Will the Coronavirus Pandemic Lead To Another Food Truck Boom?
With rents rising and the economy cratering just over decade ago, many chefs and restaurants owners took to the streets.
They weren’t protesting, but rather doing the best they could with what they had, making food in trucks, pulling up to street corners or events and selling directly to hungry customers eager to post the latest culinary delight on fledgling social networks.
Now, with the restaurant industry being rocked by the coronavirus pandemic and the public safety regulations that must come with it, there may be another food truck boom.
If so, Ren Budde, Director of Business Development for On The Move, and his crew are ready to support it and work with chefs to make sure their project is viable long-term.
“From 2008 to 2013, there was a huge explosion, and a lot of that was fueled by the inability to find capital to build your brick and mortar. … (It) gave entrepreneurs the opportunity to do their own thing and really come up with some creative menus,” Budde said.
Often, chefs know how to put together those food options, but aren’t sure where to start with their rig. That’s where On The Move, which started as a turnkey truck lease program and has blossomed into a company handling a number of truck and transportation related projects, can come in.
While it may seem easiest to buy something on the used market, Budde cited a study that said more than three-fourths of trucks that started there were out of the market within two years. Too many food truck start-ups don’t realize the regulations required to get in compliance with state and city regulations or buy something not tailored to their own brand of cuisine.

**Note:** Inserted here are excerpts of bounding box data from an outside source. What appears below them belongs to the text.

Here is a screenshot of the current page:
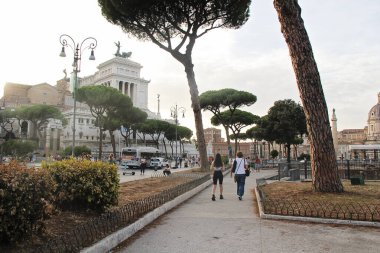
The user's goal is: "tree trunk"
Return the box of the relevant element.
[98,127,103,160]
[108,130,116,157]
[184,63,209,170]
[273,0,343,192]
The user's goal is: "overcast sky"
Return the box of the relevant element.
[0,0,380,138]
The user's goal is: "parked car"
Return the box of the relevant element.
[149,157,169,169]
[119,162,136,176]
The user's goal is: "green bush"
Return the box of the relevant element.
[42,159,119,211]
[0,161,55,243]
[63,146,91,157]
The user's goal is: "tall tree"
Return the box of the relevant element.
[211,109,260,155]
[98,0,251,169]
[199,88,257,156]
[273,0,344,192]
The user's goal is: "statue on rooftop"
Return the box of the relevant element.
[115,41,132,58]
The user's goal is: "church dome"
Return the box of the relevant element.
[368,92,380,121]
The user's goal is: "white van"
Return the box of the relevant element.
[149,157,169,169]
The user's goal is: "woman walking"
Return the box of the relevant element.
[231,151,247,200]
[211,153,224,201]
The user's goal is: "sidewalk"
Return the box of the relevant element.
[113,170,380,253]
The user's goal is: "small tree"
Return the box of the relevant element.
[270,149,278,159]
[199,89,257,156]
[211,109,260,155]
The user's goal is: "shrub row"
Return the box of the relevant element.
[0,159,119,243]
[0,161,55,243]
[42,159,119,211]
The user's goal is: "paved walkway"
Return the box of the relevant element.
[113,171,380,253]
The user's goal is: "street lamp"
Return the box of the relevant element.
[59,34,98,156]
[170,104,186,168]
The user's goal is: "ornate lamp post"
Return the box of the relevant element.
[59,34,98,156]
[170,104,186,168]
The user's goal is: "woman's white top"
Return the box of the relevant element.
[235,157,245,174]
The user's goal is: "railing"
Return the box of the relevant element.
[277,160,380,181]
[260,198,380,222]
[31,173,210,253]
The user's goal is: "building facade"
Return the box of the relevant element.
[331,92,380,159]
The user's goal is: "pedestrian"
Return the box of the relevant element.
[255,156,261,172]
[163,164,171,176]
[231,151,248,200]
[140,159,146,175]
[210,153,224,201]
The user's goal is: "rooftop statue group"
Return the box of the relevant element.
[115,41,132,58]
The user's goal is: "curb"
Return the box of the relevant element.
[255,187,380,228]
[80,180,212,253]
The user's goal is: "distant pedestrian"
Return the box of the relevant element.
[140,159,146,175]
[231,151,248,200]
[255,157,261,172]
[163,164,171,176]
[210,153,224,201]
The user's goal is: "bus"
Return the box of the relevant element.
[121,147,161,168]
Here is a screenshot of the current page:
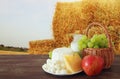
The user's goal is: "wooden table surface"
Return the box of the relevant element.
[0,55,120,79]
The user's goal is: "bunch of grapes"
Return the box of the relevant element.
[78,34,108,50]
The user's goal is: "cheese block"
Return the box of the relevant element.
[64,53,82,73]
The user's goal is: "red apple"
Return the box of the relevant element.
[82,55,104,76]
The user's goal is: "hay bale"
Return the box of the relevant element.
[29,0,120,54]
[29,39,56,54]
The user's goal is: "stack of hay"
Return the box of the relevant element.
[29,0,120,54]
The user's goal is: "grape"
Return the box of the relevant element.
[78,34,108,50]
[94,45,99,48]
[81,35,87,40]
[48,51,52,58]
[87,42,94,48]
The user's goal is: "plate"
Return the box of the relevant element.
[42,66,83,76]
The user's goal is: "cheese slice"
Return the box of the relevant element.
[64,53,82,73]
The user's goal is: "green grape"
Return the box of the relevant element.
[90,38,95,43]
[94,45,99,48]
[78,45,83,50]
[48,51,52,58]
[82,44,87,49]
[87,42,94,48]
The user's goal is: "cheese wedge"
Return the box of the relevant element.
[64,53,82,73]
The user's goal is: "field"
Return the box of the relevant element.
[0,50,29,55]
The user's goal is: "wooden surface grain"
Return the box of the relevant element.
[0,55,120,79]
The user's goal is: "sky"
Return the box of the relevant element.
[0,0,80,48]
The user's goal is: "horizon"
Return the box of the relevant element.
[0,0,78,48]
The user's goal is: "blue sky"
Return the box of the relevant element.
[0,0,79,47]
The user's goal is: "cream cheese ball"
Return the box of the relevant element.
[52,47,73,62]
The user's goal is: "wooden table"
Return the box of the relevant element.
[0,55,120,79]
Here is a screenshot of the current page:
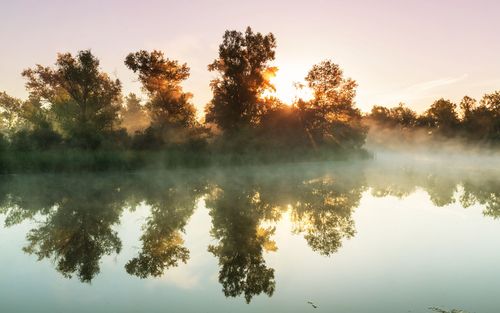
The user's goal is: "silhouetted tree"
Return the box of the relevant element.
[205,27,277,133]
[422,98,459,136]
[120,93,150,134]
[125,50,197,143]
[298,61,366,149]
[22,50,121,148]
[0,92,21,134]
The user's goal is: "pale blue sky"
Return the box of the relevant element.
[0,0,500,111]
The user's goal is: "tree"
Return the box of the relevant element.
[298,60,366,148]
[22,50,121,148]
[205,27,277,133]
[480,91,500,140]
[0,92,22,134]
[423,98,459,136]
[125,50,196,130]
[120,93,150,134]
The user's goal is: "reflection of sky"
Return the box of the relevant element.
[0,0,500,112]
[0,186,500,313]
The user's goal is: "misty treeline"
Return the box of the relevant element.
[0,28,366,171]
[0,28,500,172]
[364,91,500,147]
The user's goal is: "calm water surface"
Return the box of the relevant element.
[0,160,500,313]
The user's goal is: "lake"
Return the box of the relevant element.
[0,156,500,313]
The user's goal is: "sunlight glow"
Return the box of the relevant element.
[262,68,313,105]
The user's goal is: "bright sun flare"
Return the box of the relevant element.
[263,70,313,105]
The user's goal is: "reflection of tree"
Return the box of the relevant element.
[0,173,203,282]
[125,176,202,278]
[293,176,363,255]
[19,179,123,282]
[206,172,277,302]
[367,166,500,218]
[460,178,500,219]
[206,169,363,302]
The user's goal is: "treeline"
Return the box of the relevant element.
[0,28,366,171]
[365,91,500,141]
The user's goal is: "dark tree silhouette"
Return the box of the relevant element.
[298,61,366,149]
[205,27,277,133]
[125,50,196,130]
[22,50,121,148]
[120,93,150,134]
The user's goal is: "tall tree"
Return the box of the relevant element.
[120,93,150,134]
[206,27,277,132]
[423,98,459,136]
[298,60,366,148]
[125,50,196,130]
[0,92,22,134]
[22,50,121,148]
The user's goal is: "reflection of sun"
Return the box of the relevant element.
[262,69,313,105]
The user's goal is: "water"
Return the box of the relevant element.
[0,158,500,313]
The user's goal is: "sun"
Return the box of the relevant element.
[262,68,313,105]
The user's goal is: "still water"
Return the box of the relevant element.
[0,155,500,313]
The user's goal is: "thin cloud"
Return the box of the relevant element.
[373,74,468,105]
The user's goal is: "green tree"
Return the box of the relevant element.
[0,92,22,134]
[22,50,121,148]
[480,91,500,141]
[125,50,196,130]
[298,60,366,148]
[205,27,277,133]
[422,98,459,136]
[120,93,150,134]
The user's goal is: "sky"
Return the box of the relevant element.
[0,0,500,112]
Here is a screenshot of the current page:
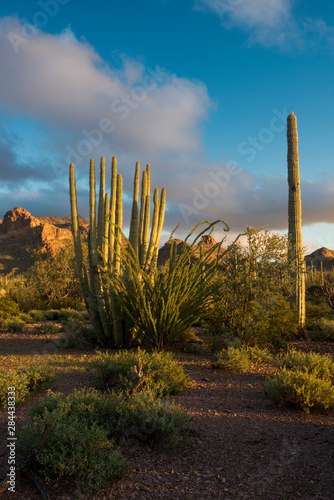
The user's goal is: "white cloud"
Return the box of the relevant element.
[0,17,212,163]
[195,0,334,50]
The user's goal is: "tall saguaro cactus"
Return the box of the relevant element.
[287,113,305,329]
[70,157,166,348]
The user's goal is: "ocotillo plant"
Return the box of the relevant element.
[70,157,166,348]
[287,113,305,329]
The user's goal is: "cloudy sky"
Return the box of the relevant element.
[0,0,334,249]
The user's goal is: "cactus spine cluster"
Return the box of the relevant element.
[70,157,166,348]
[287,113,305,329]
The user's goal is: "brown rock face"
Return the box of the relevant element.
[201,234,217,245]
[0,207,72,253]
[305,247,334,270]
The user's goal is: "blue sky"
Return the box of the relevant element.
[0,0,334,249]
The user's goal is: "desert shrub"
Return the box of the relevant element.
[29,309,46,321]
[309,318,334,340]
[217,346,253,373]
[305,301,328,328]
[57,322,97,349]
[0,297,20,319]
[205,334,230,352]
[90,349,191,395]
[19,313,34,325]
[0,368,29,408]
[44,308,85,321]
[20,398,127,493]
[31,389,190,446]
[32,323,59,335]
[102,221,236,349]
[0,363,55,407]
[217,345,272,373]
[264,367,334,412]
[277,351,334,380]
[19,363,55,391]
[3,316,26,332]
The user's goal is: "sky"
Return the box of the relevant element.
[0,0,334,251]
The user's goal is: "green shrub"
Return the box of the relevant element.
[0,297,20,319]
[20,398,127,493]
[29,309,46,321]
[217,345,272,373]
[90,349,191,395]
[4,316,26,332]
[57,322,97,349]
[313,318,334,341]
[0,364,55,407]
[205,334,230,352]
[19,313,34,325]
[264,367,334,412]
[31,389,190,446]
[0,368,29,408]
[217,346,253,373]
[32,323,59,335]
[44,308,86,321]
[19,364,55,391]
[277,351,334,380]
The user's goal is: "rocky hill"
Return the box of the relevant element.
[305,247,334,271]
[0,207,89,275]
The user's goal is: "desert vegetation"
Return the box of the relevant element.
[0,115,334,498]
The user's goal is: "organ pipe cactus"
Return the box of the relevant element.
[287,113,305,330]
[70,157,166,348]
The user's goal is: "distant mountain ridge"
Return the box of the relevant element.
[0,207,89,275]
[0,207,334,275]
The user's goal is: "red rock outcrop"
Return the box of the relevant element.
[305,247,334,270]
[199,234,217,246]
[0,207,72,253]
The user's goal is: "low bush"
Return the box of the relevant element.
[217,346,253,373]
[29,309,46,321]
[20,398,127,493]
[3,316,27,332]
[308,318,334,341]
[19,313,34,325]
[32,323,59,335]
[18,389,190,494]
[44,308,87,321]
[0,297,20,319]
[31,389,190,446]
[90,349,191,396]
[0,364,55,407]
[217,345,272,373]
[57,322,97,349]
[264,367,334,412]
[277,351,334,380]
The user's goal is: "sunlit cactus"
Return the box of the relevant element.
[287,113,305,329]
[70,157,166,348]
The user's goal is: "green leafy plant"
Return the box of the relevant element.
[29,309,46,321]
[4,316,27,332]
[0,363,55,407]
[216,346,253,373]
[31,389,190,446]
[106,221,240,349]
[32,323,59,335]
[308,318,334,341]
[217,345,272,373]
[20,399,127,493]
[277,351,334,380]
[90,349,191,396]
[0,297,20,319]
[264,367,334,412]
[57,322,97,349]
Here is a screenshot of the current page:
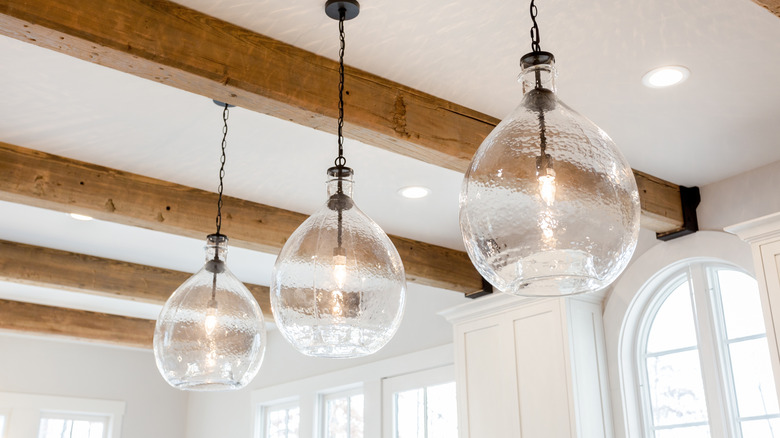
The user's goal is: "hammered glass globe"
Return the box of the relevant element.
[154,234,266,391]
[460,52,640,296]
[271,168,406,358]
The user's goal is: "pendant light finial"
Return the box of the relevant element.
[271,0,406,358]
[154,101,266,391]
[460,0,640,296]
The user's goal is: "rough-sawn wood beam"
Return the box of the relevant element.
[0,240,273,321]
[0,300,154,348]
[0,0,684,234]
[0,143,482,293]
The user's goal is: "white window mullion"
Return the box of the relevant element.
[689,264,742,438]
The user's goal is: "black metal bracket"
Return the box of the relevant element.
[466,278,493,299]
[211,99,235,108]
[325,0,360,21]
[655,186,701,241]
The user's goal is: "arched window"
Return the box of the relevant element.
[634,261,780,438]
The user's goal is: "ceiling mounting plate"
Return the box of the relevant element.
[325,0,360,20]
[211,99,235,108]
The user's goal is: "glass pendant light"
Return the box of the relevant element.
[271,1,406,358]
[154,101,266,391]
[460,1,640,296]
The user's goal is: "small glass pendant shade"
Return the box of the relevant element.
[154,234,266,391]
[460,52,640,296]
[271,167,406,358]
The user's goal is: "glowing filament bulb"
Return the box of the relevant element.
[204,300,217,336]
[333,248,347,289]
[539,168,555,205]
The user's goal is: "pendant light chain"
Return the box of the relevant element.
[530,0,542,52]
[335,8,347,168]
[216,103,230,240]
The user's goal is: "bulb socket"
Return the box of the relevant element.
[328,166,355,179]
[328,193,355,211]
[206,234,228,245]
[520,52,555,69]
[325,0,360,21]
[206,259,225,274]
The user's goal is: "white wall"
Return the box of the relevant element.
[0,333,187,438]
[187,284,466,438]
[696,159,780,231]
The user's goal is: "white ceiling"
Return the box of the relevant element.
[0,0,780,316]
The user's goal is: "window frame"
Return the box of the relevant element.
[251,344,455,438]
[38,410,111,438]
[382,365,457,438]
[633,260,780,438]
[0,392,125,438]
[256,398,301,438]
[317,385,366,438]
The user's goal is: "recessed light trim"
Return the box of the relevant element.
[398,186,431,199]
[642,65,691,88]
[70,213,93,221]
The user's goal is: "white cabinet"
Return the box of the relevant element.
[726,213,780,395]
[443,294,612,438]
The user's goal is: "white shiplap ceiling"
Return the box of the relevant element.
[0,0,780,316]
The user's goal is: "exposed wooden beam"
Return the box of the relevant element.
[753,0,780,17]
[0,240,273,321]
[0,0,684,233]
[0,300,154,348]
[0,143,482,292]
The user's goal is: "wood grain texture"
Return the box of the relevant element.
[0,240,273,321]
[0,143,482,292]
[634,170,683,233]
[0,0,684,234]
[0,300,154,348]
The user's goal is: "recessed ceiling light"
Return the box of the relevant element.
[398,186,431,199]
[70,213,92,221]
[642,65,691,88]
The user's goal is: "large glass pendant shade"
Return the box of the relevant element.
[154,234,266,391]
[460,52,640,296]
[271,167,406,358]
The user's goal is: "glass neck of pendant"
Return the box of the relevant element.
[520,63,558,94]
[206,234,228,262]
[327,178,352,198]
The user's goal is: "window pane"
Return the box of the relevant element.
[647,350,707,426]
[38,418,105,438]
[729,338,780,417]
[655,426,708,438]
[266,406,300,438]
[427,382,458,438]
[718,269,766,339]
[325,394,363,438]
[742,418,780,438]
[325,397,349,438]
[647,281,697,353]
[349,394,363,438]
[395,388,425,438]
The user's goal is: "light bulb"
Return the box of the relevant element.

“Anybody that thought they were a welder thought they could build a food truck. There wasn’t a great emphasis on health and safety regulations across the board,” Budde said. “That has changed so much over 10 years. What happened in the middle part of the 2010s is you had the ‘wheat from the chaff’ type of situation where quality food-truck manufacturers like On The Move came up with some designs and really helped the public understand their needs, refine what they were looking for and put them in a truck that suited them and the food they were going to serve.”